3. Brandon Weeden Burns the Cover 0.
The key to the Cowboys season might be the ability for Brandon Weeden to take this offense and make it move. Not to Romo's level, but at least to the level of a replacement-level QB in the NFL. Can he do it? He certainly has the arm. But, at the moment of truth can he pull the trigger, find the right guy, and then make the defense pay for risking the house on a blitz?
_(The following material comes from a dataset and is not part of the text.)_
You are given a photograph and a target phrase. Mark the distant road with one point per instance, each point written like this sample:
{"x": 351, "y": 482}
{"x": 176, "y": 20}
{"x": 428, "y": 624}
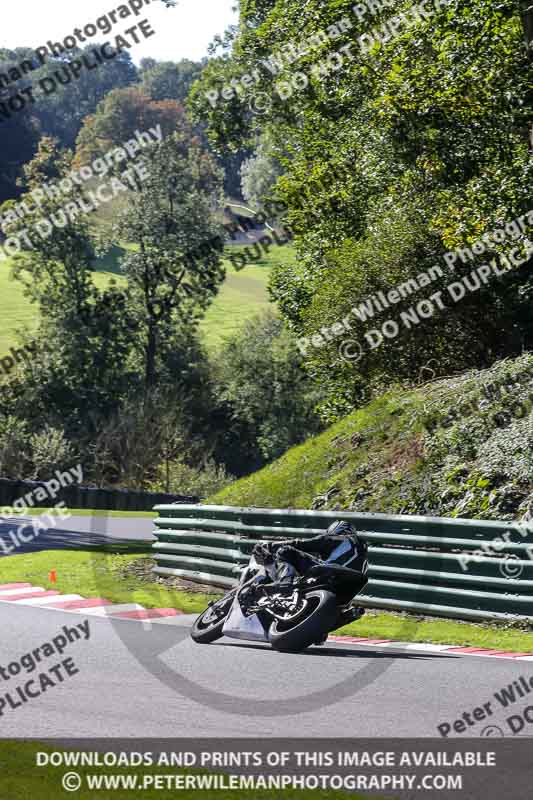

This play gives everyone hope.
Here we see the Cowboys in Empty, S11. They evidently trust Weeden enough to put him in this spot on 3rd and long in Philadelphia in the 4th Quarter (albeit with a reasonable lead). The Eagles don't even attempt to disguise their plan here as there is simply no safety back there for Weeden to see. He has to know they are about to bring the house to hit him, but also that there is a massive opportunity here. Beasley in the right slot runs a short route to the inside, so now the only receiver on the right is Terrance Williams against Byron Maxwell.
Now, something I feel pretty strongly about is the idea that has been preached by defensive coaches forever - our coverages must match our fronts. This means that if we are blitzing, let's understand the right coverages behind it for the quick throws. This is why you will always see press coverage when someone brings the house - a QB wants to get the ball out quickly, so let's make that impossible with corners right in everyone's face, right?
So what is Maxwell doing here? It is 3rd and long, but he is dropping 10 yards off to the sticks. There is no safety. What is he anticipating that Williams is about to do? He has run the skinny post/slant in-breaking routes 5-10 times already. What is the hesitation from the corner? Does he not know it is Cover 0? He has no help.
Here you can see the hit Weeden knows is coming. He understands he is about to be hit. He has indicated in the press that he is concerned about his health and has already taken a concussion in preseason, so there are some of us watching to see how willing he is to take one to make a play. This is the best evidence that he still is ready to do what it takes to play QB in the NFL. Defenses will test that week to week, but this is now on film to show that he is not to be insulted with a simple test like this.
He was taking candy from a baby here. And it gives the organization a little hope for the next few weeks.